Search code examples
hadoopapache-sparkparquet

Creating parquet files in spark with row-group size that is less than 100


I have a spark data-frame having a small amount of fields. Some of the fields are huge binary blobs. The size of the entire row is approx 50 MB.

I am saving the data frame into a parquet format. I am controlling the size of the row-group using parquet.block.size parameter.

Spark will generate a parquet file, however I will always get at least 100 rows in a row group. This is a problem for me since chunk sizes could become gigabytes which does not work well with my application.

parquet.block.size works as expected as long as the size is big enough to accomodate more than 100 rows.

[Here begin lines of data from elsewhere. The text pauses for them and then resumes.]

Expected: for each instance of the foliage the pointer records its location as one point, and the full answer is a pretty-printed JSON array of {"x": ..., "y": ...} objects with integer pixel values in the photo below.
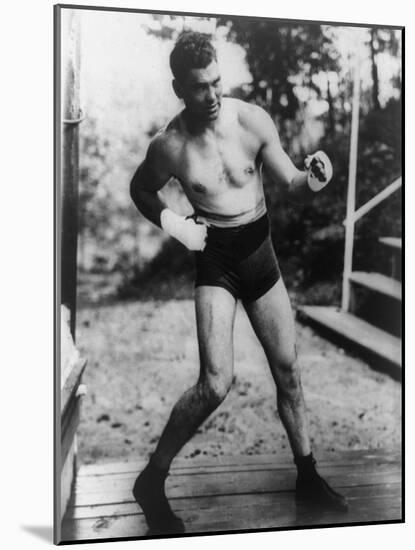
[{"x": 293, "y": 67}]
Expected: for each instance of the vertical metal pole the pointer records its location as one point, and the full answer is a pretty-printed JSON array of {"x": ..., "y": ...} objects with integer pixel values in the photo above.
[
  {"x": 351, "y": 188},
  {"x": 70, "y": 166}
]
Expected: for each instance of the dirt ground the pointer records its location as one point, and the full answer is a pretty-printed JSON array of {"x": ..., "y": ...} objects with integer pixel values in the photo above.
[{"x": 143, "y": 355}]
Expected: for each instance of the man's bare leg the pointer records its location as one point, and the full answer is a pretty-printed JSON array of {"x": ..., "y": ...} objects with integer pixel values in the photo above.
[
  {"x": 215, "y": 314},
  {"x": 272, "y": 319},
  {"x": 273, "y": 322}
]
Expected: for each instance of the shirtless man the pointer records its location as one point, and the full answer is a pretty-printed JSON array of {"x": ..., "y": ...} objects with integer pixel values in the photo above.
[{"x": 217, "y": 148}]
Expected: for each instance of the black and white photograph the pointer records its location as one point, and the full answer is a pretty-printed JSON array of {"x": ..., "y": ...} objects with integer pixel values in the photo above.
[{"x": 228, "y": 227}]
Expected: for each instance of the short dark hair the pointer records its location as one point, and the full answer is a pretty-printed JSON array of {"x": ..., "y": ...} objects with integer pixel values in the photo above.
[{"x": 193, "y": 50}]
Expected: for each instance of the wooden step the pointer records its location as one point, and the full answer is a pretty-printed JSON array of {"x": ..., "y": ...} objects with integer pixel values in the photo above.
[
  {"x": 240, "y": 494},
  {"x": 393, "y": 242},
  {"x": 357, "y": 331},
  {"x": 378, "y": 283}
]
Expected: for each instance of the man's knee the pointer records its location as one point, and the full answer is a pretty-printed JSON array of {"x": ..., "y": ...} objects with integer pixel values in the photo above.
[{"x": 216, "y": 388}]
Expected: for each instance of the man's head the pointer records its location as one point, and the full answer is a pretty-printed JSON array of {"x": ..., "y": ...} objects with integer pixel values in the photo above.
[{"x": 196, "y": 74}]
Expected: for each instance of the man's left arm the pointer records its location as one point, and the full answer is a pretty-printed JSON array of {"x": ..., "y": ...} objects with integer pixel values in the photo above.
[{"x": 300, "y": 184}]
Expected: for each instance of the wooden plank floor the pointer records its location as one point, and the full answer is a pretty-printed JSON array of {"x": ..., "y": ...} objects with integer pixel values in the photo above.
[{"x": 233, "y": 494}]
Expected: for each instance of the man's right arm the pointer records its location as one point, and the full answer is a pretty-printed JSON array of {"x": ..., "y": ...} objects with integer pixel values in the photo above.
[
  {"x": 147, "y": 181},
  {"x": 150, "y": 177}
]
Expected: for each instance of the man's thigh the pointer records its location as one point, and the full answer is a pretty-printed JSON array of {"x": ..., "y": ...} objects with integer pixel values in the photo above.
[
  {"x": 272, "y": 319},
  {"x": 215, "y": 315}
]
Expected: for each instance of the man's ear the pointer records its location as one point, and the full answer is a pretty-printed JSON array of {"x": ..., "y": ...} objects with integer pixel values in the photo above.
[{"x": 177, "y": 89}]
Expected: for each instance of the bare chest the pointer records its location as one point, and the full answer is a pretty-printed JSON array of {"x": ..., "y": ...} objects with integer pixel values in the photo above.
[{"x": 211, "y": 165}]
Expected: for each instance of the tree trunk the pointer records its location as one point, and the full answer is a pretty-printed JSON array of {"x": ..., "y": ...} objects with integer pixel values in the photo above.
[{"x": 375, "y": 76}]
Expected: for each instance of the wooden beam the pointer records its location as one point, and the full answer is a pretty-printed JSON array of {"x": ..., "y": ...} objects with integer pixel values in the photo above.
[
  {"x": 351, "y": 189},
  {"x": 70, "y": 163},
  {"x": 377, "y": 199}
]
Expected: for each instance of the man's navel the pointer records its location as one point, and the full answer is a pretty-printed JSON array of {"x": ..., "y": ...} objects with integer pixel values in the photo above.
[{"x": 198, "y": 187}]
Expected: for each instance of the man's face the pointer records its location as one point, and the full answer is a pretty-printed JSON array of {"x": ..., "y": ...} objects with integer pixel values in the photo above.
[{"x": 201, "y": 92}]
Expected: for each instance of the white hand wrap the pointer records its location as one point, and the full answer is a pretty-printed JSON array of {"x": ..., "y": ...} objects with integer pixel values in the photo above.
[
  {"x": 313, "y": 181},
  {"x": 187, "y": 231}
]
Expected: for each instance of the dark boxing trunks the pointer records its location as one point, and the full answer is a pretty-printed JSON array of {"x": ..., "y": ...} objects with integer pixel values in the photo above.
[{"x": 240, "y": 259}]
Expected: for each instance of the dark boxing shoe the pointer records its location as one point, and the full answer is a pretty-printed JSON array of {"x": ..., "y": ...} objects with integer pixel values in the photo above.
[
  {"x": 148, "y": 492},
  {"x": 313, "y": 491}
]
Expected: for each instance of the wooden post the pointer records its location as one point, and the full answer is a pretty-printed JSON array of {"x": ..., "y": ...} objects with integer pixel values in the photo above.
[
  {"x": 351, "y": 189},
  {"x": 70, "y": 164}
]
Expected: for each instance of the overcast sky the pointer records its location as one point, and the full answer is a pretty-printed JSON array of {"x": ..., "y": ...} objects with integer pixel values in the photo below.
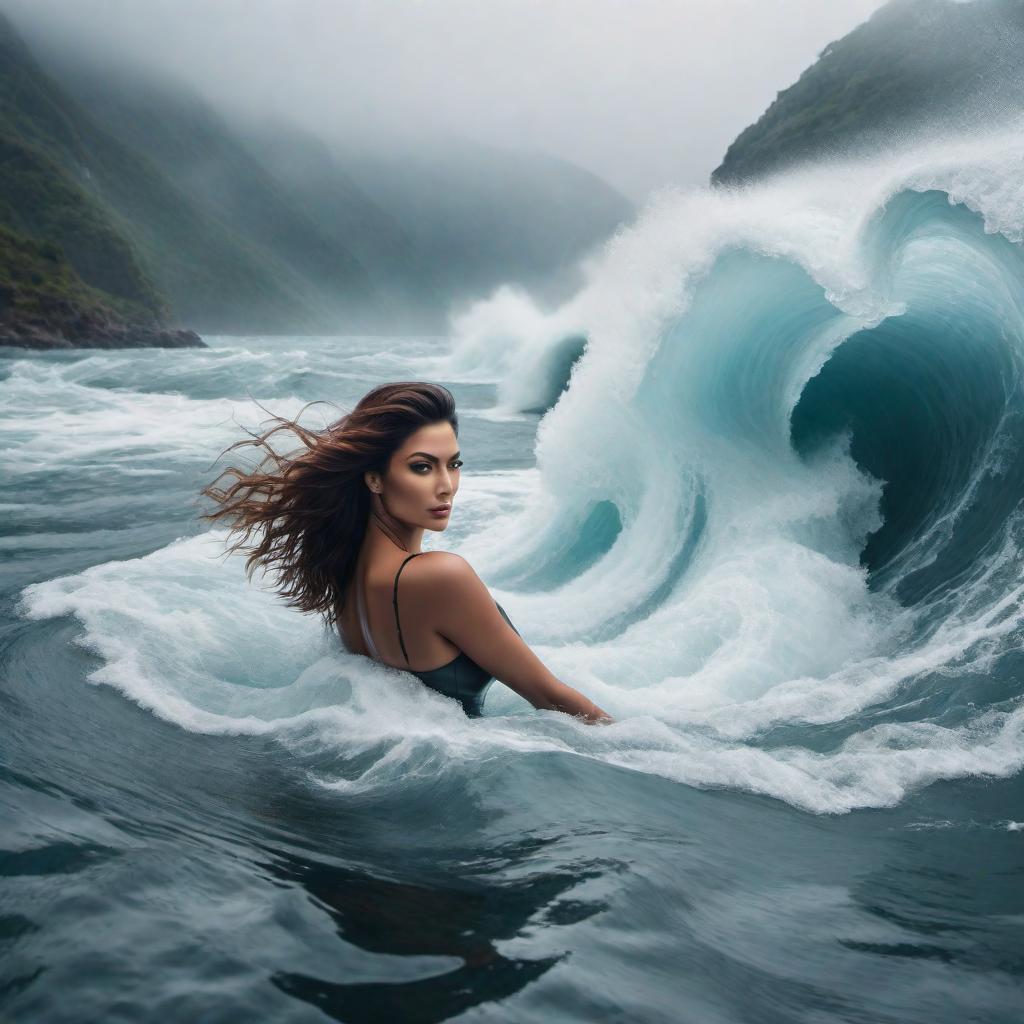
[{"x": 642, "y": 92}]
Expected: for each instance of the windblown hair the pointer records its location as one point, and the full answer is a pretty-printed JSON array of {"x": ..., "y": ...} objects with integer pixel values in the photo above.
[{"x": 303, "y": 516}]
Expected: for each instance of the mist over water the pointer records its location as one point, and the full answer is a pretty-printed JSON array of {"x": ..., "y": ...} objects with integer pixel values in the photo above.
[{"x": 756, "y": 489}]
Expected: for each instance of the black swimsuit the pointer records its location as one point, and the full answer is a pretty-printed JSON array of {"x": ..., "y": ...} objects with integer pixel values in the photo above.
[{"x": 461, "y": 678}]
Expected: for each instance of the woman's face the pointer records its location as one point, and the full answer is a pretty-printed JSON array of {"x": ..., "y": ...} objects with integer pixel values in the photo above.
[{"x": 422, "y": 475}]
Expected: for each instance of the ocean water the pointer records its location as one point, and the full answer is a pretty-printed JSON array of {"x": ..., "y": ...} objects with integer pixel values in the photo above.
[{"x": 756, "y": 489}]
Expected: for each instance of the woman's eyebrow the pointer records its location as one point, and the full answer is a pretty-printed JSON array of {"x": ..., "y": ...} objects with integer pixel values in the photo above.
[{"x": 432, "y": 458}]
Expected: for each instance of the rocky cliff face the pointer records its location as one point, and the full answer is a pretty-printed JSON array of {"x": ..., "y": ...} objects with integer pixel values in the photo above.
[
  {"x": 45, "y": 304},
  {"x": 915, "y": 69}
]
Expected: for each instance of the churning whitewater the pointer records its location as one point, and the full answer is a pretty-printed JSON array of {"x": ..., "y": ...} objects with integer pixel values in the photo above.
[{"x": 773, "y": 525}]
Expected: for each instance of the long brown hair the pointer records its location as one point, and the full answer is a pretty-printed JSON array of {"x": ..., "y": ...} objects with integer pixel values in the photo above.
[{"x": 303, "y": 515}]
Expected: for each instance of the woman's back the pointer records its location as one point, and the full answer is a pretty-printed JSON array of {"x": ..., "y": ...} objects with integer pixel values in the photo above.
[{"x": 457, "y": 676}]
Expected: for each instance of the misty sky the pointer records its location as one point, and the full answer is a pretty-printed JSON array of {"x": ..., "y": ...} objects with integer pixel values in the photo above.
[{"x": 642, "y": 92}]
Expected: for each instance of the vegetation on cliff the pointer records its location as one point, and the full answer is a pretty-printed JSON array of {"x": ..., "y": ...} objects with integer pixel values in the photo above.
[{"x": 915, "y": 68}]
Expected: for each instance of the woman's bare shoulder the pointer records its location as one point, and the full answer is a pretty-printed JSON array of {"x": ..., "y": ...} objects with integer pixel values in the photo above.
[{"x": 444, "y": 569}]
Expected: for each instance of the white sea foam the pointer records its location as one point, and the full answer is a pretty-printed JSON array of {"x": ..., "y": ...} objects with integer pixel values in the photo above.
[{"x": 727, "y": 599}]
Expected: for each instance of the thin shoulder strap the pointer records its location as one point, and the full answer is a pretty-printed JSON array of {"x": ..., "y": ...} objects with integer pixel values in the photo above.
[{"x": 394, "y": 601}]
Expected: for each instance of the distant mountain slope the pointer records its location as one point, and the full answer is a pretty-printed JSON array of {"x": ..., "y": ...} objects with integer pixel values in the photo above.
[
  {"x": 118, "y": 215},
  {"x": 44, "y": 188},
  {"x": 245, "y": 227},
  {"x": 428, "y": 229},
  {"x": 481, "y": 215},
  {"x": 912, "y": 67},
  {"x": 208, "y": 162}
]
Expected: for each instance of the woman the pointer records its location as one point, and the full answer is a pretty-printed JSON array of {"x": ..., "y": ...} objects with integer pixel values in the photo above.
[{"x": 341, "y": 523}]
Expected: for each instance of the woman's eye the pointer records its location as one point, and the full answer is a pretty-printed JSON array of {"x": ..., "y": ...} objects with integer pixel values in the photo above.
[{"x": 426, "y": 465}]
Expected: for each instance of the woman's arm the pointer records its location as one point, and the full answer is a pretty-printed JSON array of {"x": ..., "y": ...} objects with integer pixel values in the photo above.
[{"x": 463, "y": 610}]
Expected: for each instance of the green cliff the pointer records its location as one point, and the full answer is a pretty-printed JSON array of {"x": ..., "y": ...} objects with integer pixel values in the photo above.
[{"x": 914, "y": 70}]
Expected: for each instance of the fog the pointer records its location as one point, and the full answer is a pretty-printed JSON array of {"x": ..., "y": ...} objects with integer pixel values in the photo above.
[{"x": 643, "y": 93}]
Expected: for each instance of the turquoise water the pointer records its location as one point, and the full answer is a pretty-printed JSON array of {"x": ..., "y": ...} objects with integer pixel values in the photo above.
[{"x": 756, "y": 491}]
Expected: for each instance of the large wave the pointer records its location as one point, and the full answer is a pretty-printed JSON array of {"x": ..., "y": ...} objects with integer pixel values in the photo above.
[{"x": 774, "y": 524}]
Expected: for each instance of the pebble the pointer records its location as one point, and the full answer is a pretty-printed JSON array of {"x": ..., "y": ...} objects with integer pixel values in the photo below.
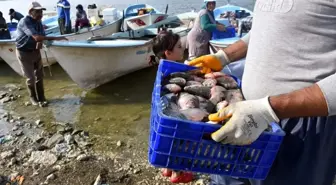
[
  {"x": 83, "y": 157},
  {"x": 38, "y": 122},
  {"x": 19, "y": 133},
  {"x": 15, "y": 128},
  {"x": 7, "y": 154},
  {"x": 51, "y": 177}
]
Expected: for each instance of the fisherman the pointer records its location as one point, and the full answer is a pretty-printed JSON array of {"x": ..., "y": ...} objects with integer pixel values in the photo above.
[
  {"x": 30, "y": 35},
  {"x": 81, "y": 18},
  {"x": 200, "y": 35},
  {"x": 289, "y": 78},
  {"x": 64, "y": 22},
  {"x": 15, "y": 15},
  {"x": 4, "y": 32}
]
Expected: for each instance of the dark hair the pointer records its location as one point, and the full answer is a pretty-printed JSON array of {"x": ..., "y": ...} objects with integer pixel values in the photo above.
[
  {"x": 79, "y": 7},
  {"x": 165, "y": 40}
]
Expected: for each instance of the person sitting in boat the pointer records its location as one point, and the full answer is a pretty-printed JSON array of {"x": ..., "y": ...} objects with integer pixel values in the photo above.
[
  {"x": 15, "y": 15},
  {"x": 200, "y": 35},
  {"x": 4, "y": 32},
  {"x": 167, "y": 45},
  {"x": 63, "y": 11},
  {"x": 81, "y": 18}
]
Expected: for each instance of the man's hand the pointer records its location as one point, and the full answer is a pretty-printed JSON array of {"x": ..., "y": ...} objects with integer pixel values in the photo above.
[
  {"x": 212, "y": 62},
  {"x": 61, "y": 38},
  {"x": 247, "y": 120}
]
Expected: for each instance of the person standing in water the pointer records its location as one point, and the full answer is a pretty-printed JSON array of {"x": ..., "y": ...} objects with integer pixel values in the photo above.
[
  {"x": 167, "y": 45},
  {"x": 200, "y": 35},
  {"x": 4, "y": 32},
  {"x": 63, "y": 11},
  {"x": 81, "y": 18},
  {"x": 15, "y": 15},
  {"x": 30, "y": 35}
]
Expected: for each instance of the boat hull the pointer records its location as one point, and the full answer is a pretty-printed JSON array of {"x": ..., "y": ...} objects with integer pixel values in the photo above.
[
  {"x": 148, "y": 19},
  {"x": 7, "y": 48},
  {"x": 90, "y": 67},
  {"x": 8, "y": 54}
]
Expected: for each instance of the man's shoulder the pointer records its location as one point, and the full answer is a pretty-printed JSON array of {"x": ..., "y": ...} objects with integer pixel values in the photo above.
[
  {"x": 25, "y": 21},
  {"x": 19, "y": 14},
  {"x": 66, "y": 3}
]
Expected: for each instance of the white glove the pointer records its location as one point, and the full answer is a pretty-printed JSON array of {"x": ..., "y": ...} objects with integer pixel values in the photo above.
[
  {"x": 222, "y": 56},
  {"x": 211, "y": 62},
  {"x": 248, "y": 119}
]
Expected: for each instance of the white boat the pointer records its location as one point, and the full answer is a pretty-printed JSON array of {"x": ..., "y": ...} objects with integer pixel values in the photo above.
[
  {"x": 134, "y": 21},
  {"x": 7, "y": 47},
  {"x": 239, "y": 11},
  {"x": 177, "y": 23},
  {"x": 93, "y": 63}
]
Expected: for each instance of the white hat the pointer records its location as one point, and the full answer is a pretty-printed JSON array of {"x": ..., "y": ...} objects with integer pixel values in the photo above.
[{"x": 35, "y": 6}]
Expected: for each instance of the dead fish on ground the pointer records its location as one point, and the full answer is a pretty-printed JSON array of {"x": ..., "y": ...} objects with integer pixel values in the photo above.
[
  {"x": 197, "y": 79},
  {"x": 206, "y": 105},
  {"x": 217, "y": 94},
  {"x": 215, "y": 75},
  {"x": 191, "y": 82},
  {"x": 186, "y": 101},
  {"x": 171, "y": 88},
  {"x": 210, "y": 82},
  {"x": 170, "y": 108},
  {"x": 194, "y": 114},
  {"x": 233, "y": 96},
  {"x": 178, "y": 81},
  {"x": 221, "y": 105},
  {"x": 227, "y": 82},
  {"x": 198, "y": 90}
]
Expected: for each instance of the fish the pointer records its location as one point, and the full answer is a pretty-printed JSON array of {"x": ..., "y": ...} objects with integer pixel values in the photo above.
[
  {"x": 197, "y": 79},
  {"x": 206, "y": 105},
  {"x": 217, "y": 88},
  {"x": 178, "y": 81},
  {"x": 233, "y": 96},
  {"x": 227, "y": 82},
  {"x": 180, "y": 74},
  {"x": 210, "y": 82},
  {"x": 215, "y": 75},
  {"x": 221, "y": 105},
  {"x": 198, "y": 90},
  {"x": 217, "y": 94},
  {"x": 170, "y": 108},
  {"x": 191, "y": 82},
  {"x": 217, "y": 97},
  {"x": 194, "y": 114},
  {"x": 186, "y": 101},
  {"x": 171, "y": 88}
]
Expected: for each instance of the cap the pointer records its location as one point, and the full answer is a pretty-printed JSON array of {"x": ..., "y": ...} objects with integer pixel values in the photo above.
[
  {"x": 11, "y": 11},
  {"x": 35, "y": 6}
]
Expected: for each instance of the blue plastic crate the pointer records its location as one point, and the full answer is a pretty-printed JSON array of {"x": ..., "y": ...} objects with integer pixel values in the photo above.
[
  {"x": 229, "y": 33},
  {"x": 185, "y": 145}
]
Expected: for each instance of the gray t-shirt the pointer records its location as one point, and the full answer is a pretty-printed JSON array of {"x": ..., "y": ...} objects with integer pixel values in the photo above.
[{"x": 292, "y": 45}]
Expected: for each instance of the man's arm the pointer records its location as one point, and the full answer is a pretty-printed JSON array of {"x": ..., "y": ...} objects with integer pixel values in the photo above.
[
  {"x": 237, "y": 50},
  {"x": 308, "y": 101},
  {"x": 29, "y": 30}
]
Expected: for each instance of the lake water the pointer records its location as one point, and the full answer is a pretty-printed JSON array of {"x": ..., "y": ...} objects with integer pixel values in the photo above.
[{"x": 175, "y": 6}]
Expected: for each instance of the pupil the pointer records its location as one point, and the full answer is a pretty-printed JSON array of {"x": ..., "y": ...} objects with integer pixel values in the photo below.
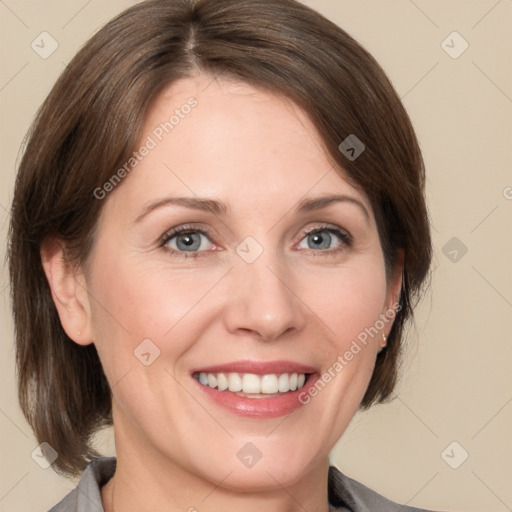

I modified InternalParquetRecordWriter.java to be MINIMUM_RECORD_COUNT_FOR_CHECK = 2, which fixed the issue, however, there is no configuration value I can find that would support tuning this hardcoded constant.

Is there a different/better way to get row-group sizes that are smaller than a 100?

This is a snippet of my code:

from pyspark import Row
from pyspark.sql import SparkSession
import numpy as np

from pyspark.sql.types import StructType, StructField, BinaryType


def fake_row(x):
    result = bytearray(np.random.randint(0, 127, (3 * 1024 * 1024 / 2), dtype=np.uint8).tobytes())
    return Row(result, result)

spark_session = SparkSession \
    .builder \
    .appName("bbox2d_dataset_extraction") \
    .config("spark.driver.memory", "12g") \
    .config("spark.executor.memory", "4g")

spark_session.master('local[5]')

spark = spark_session.getOrCreate()
sc = spark.sparkContext
sc._jsc.hadoopConfiguration().setInt("parquet.block.size", 8 * 1024 * 1024)

index = sc.parallelize(range(50), 5)
huge_rows = index.map(fake_row)
schema = StructType([StructField('f1', BinaryType(), False), StructField('f2', BinaryType(), False)])

bbox2d_dataframe = spark.createDataFrame(huge_rows, schema).coalesce(1)
bbox2d_dataframe. \
    write.option("compression", "none"). \
    mode('overwrite'). \
    parquet('/tmp/huge/')

Solution

  • Unfortunately I haven't found a way to do so. I reported this issue to remove the hard coded values and make them configurable. I have a patch for it if you're interested.